Of the Sept. 1 stocks, on-farm stocks were 395 mb and down 47% from last year, while off-farm stocks were down just 28% at 842 mb. The June through August indicated disappearance figured to be 2.87 bb compared to 3.08 bb a year ago.
Dow Jones' pre-report trader survey had expected stocks to come in at a much lower 1.167 bb, so the market regarded the stocks number as bearish, with December corn down 12 cents at one point. But a late-session rally brought corn futures back, close to unchanged. The slightly higher-than-expected stocks number did little to change the still-tight corn stocks situation, especially with early new-crop yields coming in lower than expected in some key Corn Belt states.
Soybeans is where the real surprise came. Sept. 1 soybean stocks, estimated to come out little changed at 172 mb, actually rose to 256 mb. While that is still down over 51% from a year ago, it figured to be 84 mb higher than the average trade estimate. Adding to the bearishness was the revised soybean production for 2020, as yield was increased by 0.8 bpa to 51 bpa, and planted and harvested acres were both revised higher. Harvested acres were increased by 100,000 acres. The result was that soybean production rose by 81 mb compared to the previous estimate.
Of the Sept. 1 stocks, on-farm stocks were 68.1 mb, down 52% versus a year ago, while off-farm stocks, at 188 mb, were down 51% from a year ago. June through August indicated disappearance figured 513 mb, down 40% from a year ago.
Prior to the report, November soybeans were trading up 2 cents. Following the report, they fell as much as 35 cents at one point before finishing down 27 3/4 cents.
The report surely loosened up the once very tight balance sheet for soybeans.
The wheat market on Thursday got a double dose of bullish news to drive values higher by the close. Sept. 1 all wheat stocks were reported to be 1.78 bb, down 18% from a year ago but also 79 mb below the average pre-report estimate.

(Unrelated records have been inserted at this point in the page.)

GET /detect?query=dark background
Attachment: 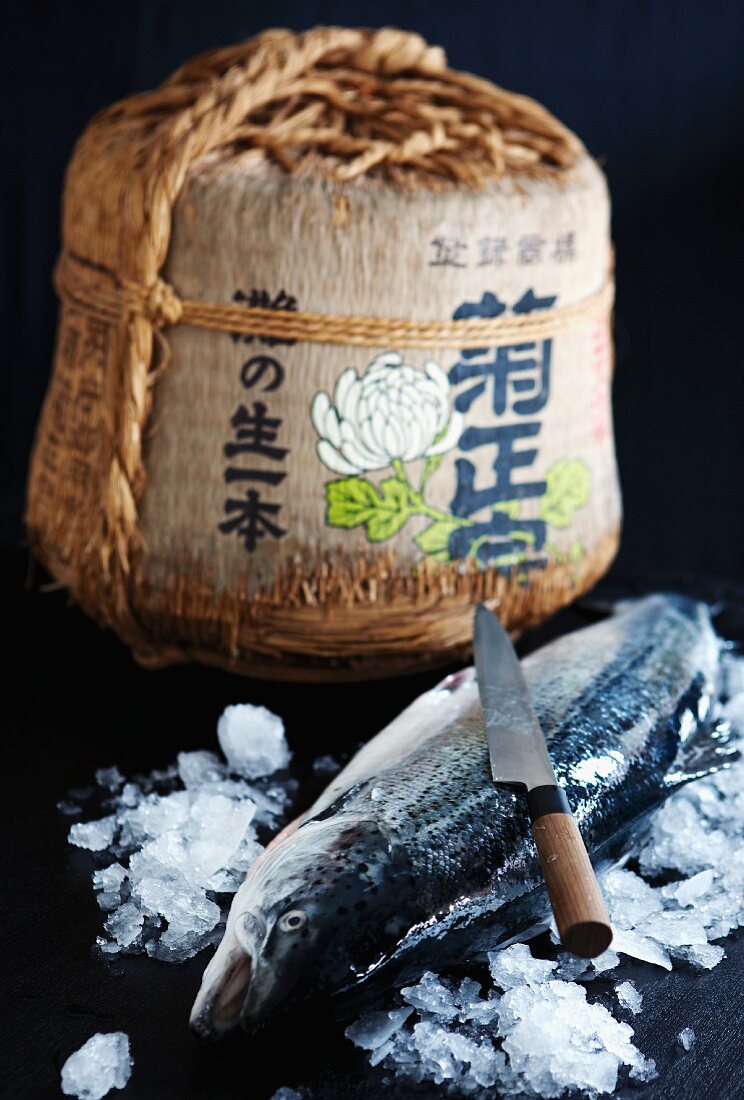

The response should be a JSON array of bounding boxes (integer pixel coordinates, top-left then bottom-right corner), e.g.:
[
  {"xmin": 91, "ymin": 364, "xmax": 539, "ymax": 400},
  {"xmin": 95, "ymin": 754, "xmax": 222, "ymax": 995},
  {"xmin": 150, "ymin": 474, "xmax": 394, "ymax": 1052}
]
[
  {"xmin": 1, "ymin": 0, "xmax": 743, "ymax": 578},
  {"xmin": 3, "ymin": 560, "xmax": 744, "ymax": 1099},
  {"xmin": 1, "ymin": 7, "xmax": 744, "ymax": 1097}
]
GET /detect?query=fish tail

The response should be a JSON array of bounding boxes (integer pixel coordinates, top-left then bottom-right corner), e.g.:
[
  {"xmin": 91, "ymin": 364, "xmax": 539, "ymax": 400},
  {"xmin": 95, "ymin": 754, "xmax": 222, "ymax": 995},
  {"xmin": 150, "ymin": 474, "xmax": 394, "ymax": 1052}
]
[{"xmin": 664, "ymin": 717, "xmax": 739, "ymax": 787}]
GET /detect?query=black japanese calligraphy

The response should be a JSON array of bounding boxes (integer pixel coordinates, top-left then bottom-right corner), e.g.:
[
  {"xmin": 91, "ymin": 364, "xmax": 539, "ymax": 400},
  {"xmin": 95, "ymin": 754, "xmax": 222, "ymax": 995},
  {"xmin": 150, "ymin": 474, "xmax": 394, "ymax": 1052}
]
[
  {"xmin": 219, "ymin": 491, "xmax": 286, "ymax": 552},
  {"xmin": 220, "ymin": 289, "xmax": 294, "ymax": 552}
]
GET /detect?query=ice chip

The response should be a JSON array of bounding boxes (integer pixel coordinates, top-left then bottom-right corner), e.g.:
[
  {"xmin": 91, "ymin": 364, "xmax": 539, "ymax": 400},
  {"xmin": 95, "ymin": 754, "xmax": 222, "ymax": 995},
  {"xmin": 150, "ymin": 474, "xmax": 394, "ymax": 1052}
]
[
  {"xmin": 95, "ymin": 936, "xmax": 121, "ymax": 957},
  {"xmin": 640, "ymin": 910, "xmax": 708, "ymax": 950},
  {"xmin": 92, "ymin": 864, "xmax": 127, "ymax": 911},
  {"xmin": 105, "ymin": 902, "xmax": 144, "ymax": 948},
  {"xmin": 677, "ymin": 1027, "xmax": 695, "ymax": 1051},
  {"xmin": 60, "ymin": 1032, "xmax": 132, "ymax": 1099},
  {"xmin": 615, "ymin": 980, "xmax": 642, "ymax": 1015},
  {"xmin": 591, "ymin": 949, "xmax": 620, "ymax": 974},
  {"xmin": 312, "ymin": 754, "xmax": 341, "ymax": 776},
  {"xmin": 488, "ymin": 942, "xmax": 556, "ymax": 989},
  {"xmin": 455, "ymin": 977, "xmax": 500, "ymax": 1025},
  {"xmin": 177, "ymin": 750, "xmax": 227, "ymax": 789},
  {"xmin": 554, "ymin": 951, "xmax": 593, "ymax": 981},
  {"xmin": 629, "ymin": 1055, "xmax": 658, "ymax": 1083},
  {"xmin": 58, "ymin": 799, "xmax": 83, "ymax": 816},
  {"xmin": 118, "ymin": 782, "xmax": 141, "ymax": 808},
  {"xmin": 611, "ymin": 928, "xmax": 672, "ymax": 970},
  {"xmin": 601, "ymin": 867, "xmax": 662, "ymax": 927},
  {"xmin": 69, "ymin": 816, "xmax": 117, "ymax": 852},
  {"xmin": 346, "ymin": 1007, "xmax": 413, "ymax": 1051},
  {"xmin": 217, "ymin": 703, "xmax": 290, "ymax": 778},
  {"xmin": 401, "ymin": 972, "xmax": 459, "ymax": 1019},
  {"xmin": 673, "ymin": 942, "xmax": 725, "ymax": 970},
  {"xmin": 269, "ymin": 1089, "xmax": 304, "ymax": 1100},
  {"xmin": 95, "ymin": 766, "xmax": 124, "ymax": 791},
  {"xmin": 663, "ymin": 868, "xmax": 715, "ymax": 907}
]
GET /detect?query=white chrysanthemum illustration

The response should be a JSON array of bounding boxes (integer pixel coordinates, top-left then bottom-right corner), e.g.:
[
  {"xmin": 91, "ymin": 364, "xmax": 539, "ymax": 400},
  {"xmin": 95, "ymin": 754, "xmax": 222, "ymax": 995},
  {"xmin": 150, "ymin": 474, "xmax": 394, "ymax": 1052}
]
[
  {"xmin": 311, "ymin": 352, "xmax": 463, "ymax": 476},
  {"xmin": 310, "ymin": 351, "xmax": 591, "ymax": 566}
]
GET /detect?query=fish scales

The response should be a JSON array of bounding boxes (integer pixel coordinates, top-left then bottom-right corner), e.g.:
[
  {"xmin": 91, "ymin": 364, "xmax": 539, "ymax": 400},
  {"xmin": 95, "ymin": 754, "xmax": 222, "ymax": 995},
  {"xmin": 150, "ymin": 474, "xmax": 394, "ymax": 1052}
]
[{"xmin": 191, "ymin": 594, "xmax": 729, "ymax": 1036}]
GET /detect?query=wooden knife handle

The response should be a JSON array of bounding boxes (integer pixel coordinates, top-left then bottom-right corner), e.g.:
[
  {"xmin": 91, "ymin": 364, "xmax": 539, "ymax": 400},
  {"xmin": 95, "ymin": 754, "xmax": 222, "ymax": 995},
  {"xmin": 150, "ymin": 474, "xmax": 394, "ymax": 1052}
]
[{"xmin": 527, "ymin": 786, "xmax": 613, "ymax": 959}]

Of that stocks total, on-farm stocks figured to be 419 mb, 41% lower than a year ago, while off-farm stocks of 1.36 bb were down just 6% from a year ago. June through August disappearance was revealed to be 711 mb, 2% higher than a last year.
All wheat production, estimated to be 1.681 bb, instead came out at 1.646 bb, down 51 mb from August and down a hefty 180 mb from a year ago. Winter wheat production, estimated to be 1.32 bb, instead fell to 1.28 bb and down sharply from the 1.319 bb August number. Other spring wheat came out close to pre-report expectations, at 331 mb, down from 343 mb in August; that was down 44% versus a year ago. Harvested acres of other spring were revised lower to just 10.2 ma compared to the 11.6 ma planted number, as abandonment reached 11%. Yields on winter wheat declined to 50.2 bpa from 50.9 bpa a year ago, while spring wheat yield plunged from 48.6 bpa to just 32.6 bpa.
Prior to the report, all three wheat markets were trading 7 to 8 cents higher, but after the report, Kansas City December futures rallied to close 20 cents higher.
The net effect of the Sept. 30 quarterly Grain Stocks and Small Grains Summary reports was to tighten up the wheat balance sheet even further while loosening up the corn and soybean balance sheets. Soybeans took center stage as last year's production and September stocks were both revised higher, sending soybeans to sharp losses.